И опять Онисимов дружески смотрит на него, немного склонив голову набок. Академик вертит глобус, отыскивает крохотное государство Люксембург. Есть надежда, что делегаты конгресса поколесят по прилегающим странам. Ну, и он отведет, конечно, душеньку. Можно рассчитывать на поездки в Бельгию, во Францию и к федеральным немцам. Эти господа, хоть и скрепя сердце, все-таки нас пустят на один-другой завод. Ну, а в дальнейшем…
Челышев опять поворачивает глобус. В дальнейшем до чертиков охота поглядеть Латинскую Америку. Прежде всего Кубу, затем Бразилию, Уругвай… Ну, конечно, на очереди снова и Соединенные Штаты — хоть раз в десяток лет надобно туда наведываться, пошляться там у станов и печей, потолковать с заводской публикой.
И еще поворот глобуса. Сколько поездок предстоит Челышеву и по своей стране. Осенью он снарядится, наверное, в пески Казахстана, увидит своими глазами, каковы эти новооткрытые месторождения руд редких металлов, А Восточная Сибирь? Край, где расположится наша третья металлургическая база? Там надобно опять прокружить всерьез… Да, вот еще кстати о Восточной Сибири. Товарища Лесных-то доконали. Взашей выгнали с завода. Впрочем, это было, Александр Леонтьевич, кажется, еще при вас. А потом все его печи разрезали автогеном на куски и вывезли на переплавку. Получил от него письмо, хотел помочь, но что можно теперь сделать? Зря оторвали человеку руки-ноги. Одну печку следовало бы ему оставить, пусть бы возился. Кому от этого было бы плохо?

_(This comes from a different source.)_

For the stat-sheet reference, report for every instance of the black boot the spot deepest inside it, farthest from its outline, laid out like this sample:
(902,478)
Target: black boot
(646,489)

Онисимов невозмутимо слушает, не отвечает. Мальчишеским неожиданным движением Челышев заставляет глобус пуститься в бег, следит за его вращением. Значит, не ждите, Александр Леонтьевич, сюда вновь вашего покорного слугу. Во всяком случае, в ближайшей семилетке.
— Ну, и молоды же вы! — произносит Александр Леонтьевич.
И опять в этих словах — некий изменившийся, не прежний Онисимов. Раньше он не заводил разговоров о молодости, о здоровье, о старении. А теперь…
Теперь Онисимов не удерживается от вопроса:
— Вам, Василий Данилович, кажется, семьдесят три?
— Э, стукнуло уже семьдесят четыре.
— Удивительное дело. Живой водой, что ли, умываетесь?
Челышев со своей жестковатой откровенностью преспокойно отвечает:
— Старался как-никак держаться подальше от мест, где надо быть «чего изволите?» Поэтому и от вас, Александр Леонтьевич, сбежал.
Прежде Онисимов, наверное, не спустил бы собеседнику этакую реплику. Он умел мгновенно срезать и этого уважаемого доменщика, если тот излишне вольнодумствовал. Но сейчас спорить не тянет.
Онисимов молчит, откашливается. Кашель, однако, затягивается — сухой, лающий, надсадный. Василий Данилович ощущает жалость, насупливается, чтобы ее скрыть. Не зря ли он что думал, то и выпалил? Впрочем, почему, черт побери, он тут должен выбирать осторожные слова? С больным, что ли, разговаривает?
С больным? Хм… Челышев исподлобья косится на Онисимова, уже справившегося с приступом кашля. Да, нехорош, нехорош вид Александра Леонтьевича. Запястье, выглядывающее из-под накрахмаленной белой манжеты, совсем тонкое, худое. А к желтизне лица, тоже исхудалого, словно бы примешан цвет золы. Однако это, быть может, лишь игра освещения? Или вправду какая-то немочь точит, снедает Онисимова?